04:07 - 13 Mayıs 2005
böceklerin tanrısı
hayatlarımıza bir yeni boyut kapısı olarak giriveren televizyon aleminin spor haberleri öncesi vakit geçirmek için çırpınan ana haber bültenleri son dört beş atımlık mermilerini yurdun kuytularında gizlenen acayip adamlarla harcar genelde. işte bu adamların biri de "böcek yiyen amca" idi. şen şakrak ülkemizin sevimli bir köyünde konuşlanıp yaşamını devam ettiren bu namazında niyazında anadolu amcası taşların, kayaların altında zulananan bilimum haşeratı ve dahası solucanı, böcüğü, bilmem her türlü boklu canlıyı yiyordi iştahlı iştahlı. kameralar vardı karşısında ama o tribünlere oynamıyordu. şov yapmıyordu. yapmacık değildi. evinin kapısı önünde "ay çıksam mı görünsem mi" mahcubiyetinde ağzını eşarbıyla örten anaç eşi de "heep yiyor durmuyor durmuyoor" falan diye muhabire kapı eşiğinden dert yanıyordu. amcanın çapı belli, olayı belli. tee ankaradan kalkıp gelen haber ekibini hayal kırıklığına uğratmaz olmaz. "arayın" diyordu etrafındakilere. "kaldırın taşları, siz de bulun bir şeyler, yiyeyim." bu yeme seansı bir beş dakika hiç mola verilmeden, ta ki amcanın midesi böceklerle dolup karnı doyana kadar sürüyordu. muhabir şaşkın. midesi kalkmış. kameralar adeta amcanın ağzına kadar girmiş, tüm ziyafeti olay yerinden görüntülüyor. bir müddet sonra son bok böceği amcanın boğazından geçiyor ve amcaya veda ediliyordu. gülen gözler. anadolu ezgileri. köy silüetleri. oryantal ambiyans. kaf dağı. haber bitiyordu.

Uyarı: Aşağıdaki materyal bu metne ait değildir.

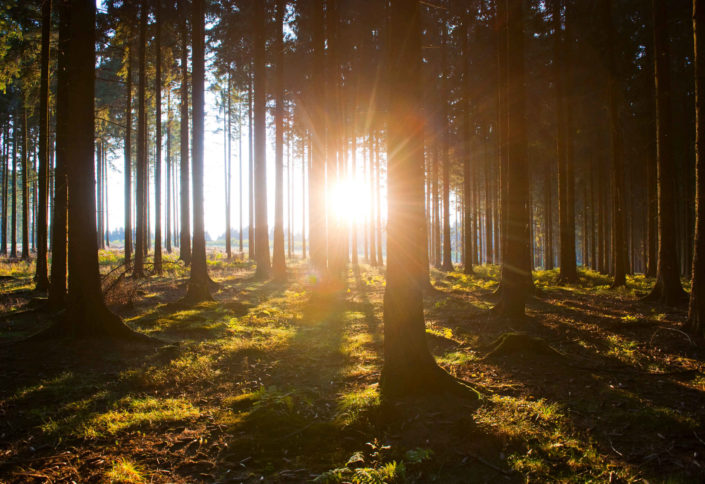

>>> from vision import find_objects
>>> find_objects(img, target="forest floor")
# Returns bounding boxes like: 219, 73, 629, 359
0, 251, 705, 483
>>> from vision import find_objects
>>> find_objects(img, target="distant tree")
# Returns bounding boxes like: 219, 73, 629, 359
254, 2, 271, 279
185, 0, 213, 303
494, 0, 531, 317
687, 0, 705, 336
154, 0, 162, 274
179, 0, 191, 265
34, 0, 51, 291
133, 3, 149, 278
42, 0, 137, 338
646, 0, 686, 306
380, 0, 476, 398
272, 0, 286, 280
601, 0, 627, 287
49, 0, 71, 309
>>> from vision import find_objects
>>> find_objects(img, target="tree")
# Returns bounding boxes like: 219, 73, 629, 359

bir de iki karış altta duran "buruş li" abileri tenzih ediyorum, ayda bir, naylon eşofmanlı bir türk yağızı çıkıp dişleriyle kamyon çekerdi, uçak çekerdi. rekorlar kırılırdı. ölçümler yapılırdı. ama bu abilerin bende bıraktığı tahribat "böcek yiyen amca" kadar asla olamadı. hele o kahvehane masalarında cam bardak yiyenler bile beni hiç etkilemedi. çünkü böcek yiyen amca bir doğallık abidesiydi. çünkü böcek yiyen amca doğa manifestosunu yeniden yazan kişiydi. çünkü böcek yiyen amca rüyalarım kadar ulaşılmazdı. ulaşılamadı.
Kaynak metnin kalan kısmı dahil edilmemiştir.